What can you and I do?
If you are a short-term speculator, it is important to understand that you can’t fight the Fed. You have to go with their illusion-making but be extremely aware that “debts that can’t be paid, won’t”, which means that at some point, the illusion will drop, likely in a dramatic way.
It’s better to be an investor, which means focusing on investments that represent real wealth for you, your family and your community. These are different for each of us, but to me they start with healthy food, safe housing, access to health and energy, and building relationships with other likeminded “investors” in your neighborhood and in the world. For instance, consider investing in a local farmer, equipping your house with solar or wind energy or investing in a sustainable energy cooperative, learning to share resources, organize and co-create with your neighbors.

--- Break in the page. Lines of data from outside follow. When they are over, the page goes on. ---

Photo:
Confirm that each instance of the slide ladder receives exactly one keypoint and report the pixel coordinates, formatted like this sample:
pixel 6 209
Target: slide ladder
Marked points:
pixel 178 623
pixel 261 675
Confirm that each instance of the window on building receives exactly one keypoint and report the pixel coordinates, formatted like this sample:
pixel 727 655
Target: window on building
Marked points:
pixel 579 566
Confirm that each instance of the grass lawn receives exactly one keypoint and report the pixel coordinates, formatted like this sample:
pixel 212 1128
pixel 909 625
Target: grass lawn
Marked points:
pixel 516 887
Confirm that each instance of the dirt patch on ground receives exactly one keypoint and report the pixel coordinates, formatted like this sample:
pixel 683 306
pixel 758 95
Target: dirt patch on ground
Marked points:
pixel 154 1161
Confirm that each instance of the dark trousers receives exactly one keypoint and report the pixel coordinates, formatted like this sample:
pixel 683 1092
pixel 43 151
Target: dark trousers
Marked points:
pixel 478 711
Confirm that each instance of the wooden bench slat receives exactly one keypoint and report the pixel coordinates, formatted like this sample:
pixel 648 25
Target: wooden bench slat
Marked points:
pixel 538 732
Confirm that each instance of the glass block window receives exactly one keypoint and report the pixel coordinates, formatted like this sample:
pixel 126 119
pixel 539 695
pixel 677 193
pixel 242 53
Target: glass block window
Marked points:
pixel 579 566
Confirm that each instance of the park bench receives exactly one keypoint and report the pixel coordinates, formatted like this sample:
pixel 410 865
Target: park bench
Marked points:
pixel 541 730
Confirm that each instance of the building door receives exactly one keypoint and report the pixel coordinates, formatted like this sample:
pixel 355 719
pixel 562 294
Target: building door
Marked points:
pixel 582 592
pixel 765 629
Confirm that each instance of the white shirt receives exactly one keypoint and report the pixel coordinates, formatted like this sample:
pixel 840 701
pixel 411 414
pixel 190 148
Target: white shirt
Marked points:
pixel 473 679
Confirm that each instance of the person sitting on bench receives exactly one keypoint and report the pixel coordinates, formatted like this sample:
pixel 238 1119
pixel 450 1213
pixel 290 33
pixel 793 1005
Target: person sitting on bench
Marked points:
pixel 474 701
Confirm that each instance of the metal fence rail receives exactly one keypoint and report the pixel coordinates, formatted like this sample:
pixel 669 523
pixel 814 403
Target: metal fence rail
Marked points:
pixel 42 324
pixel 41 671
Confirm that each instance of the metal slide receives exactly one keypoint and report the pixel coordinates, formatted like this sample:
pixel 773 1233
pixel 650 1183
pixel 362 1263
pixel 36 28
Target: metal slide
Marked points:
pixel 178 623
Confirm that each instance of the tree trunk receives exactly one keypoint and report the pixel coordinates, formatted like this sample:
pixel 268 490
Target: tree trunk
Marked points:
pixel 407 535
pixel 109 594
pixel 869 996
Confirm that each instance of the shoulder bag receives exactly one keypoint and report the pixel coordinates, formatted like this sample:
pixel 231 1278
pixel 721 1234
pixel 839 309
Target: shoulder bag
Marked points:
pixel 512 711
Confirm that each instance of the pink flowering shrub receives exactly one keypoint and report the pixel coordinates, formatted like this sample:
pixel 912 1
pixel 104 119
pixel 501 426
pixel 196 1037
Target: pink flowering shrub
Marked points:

I would also recommend investments in companies dedicated to true increased wealth productivity: efficient/sustainable farming like aquaponics, robotics, renewable energy, sharing and trust networks, biotechnologies. In the short-term, while shady assets are propped by, your returns may be disappointing, but when the illusion disappears, you will find yourself in a much better position.
Also, if you are a software developer, an angel investor or venture capitalist, you need to invest your talent and capital in the Open Banking infrastructure i.e. the infrastructure that will facilitate the creation of liquid money within and across communities with similar values. This is critical to lessen the power of the Fed to artificially prop up assets that most of us pay for, but which create no tangible value to us.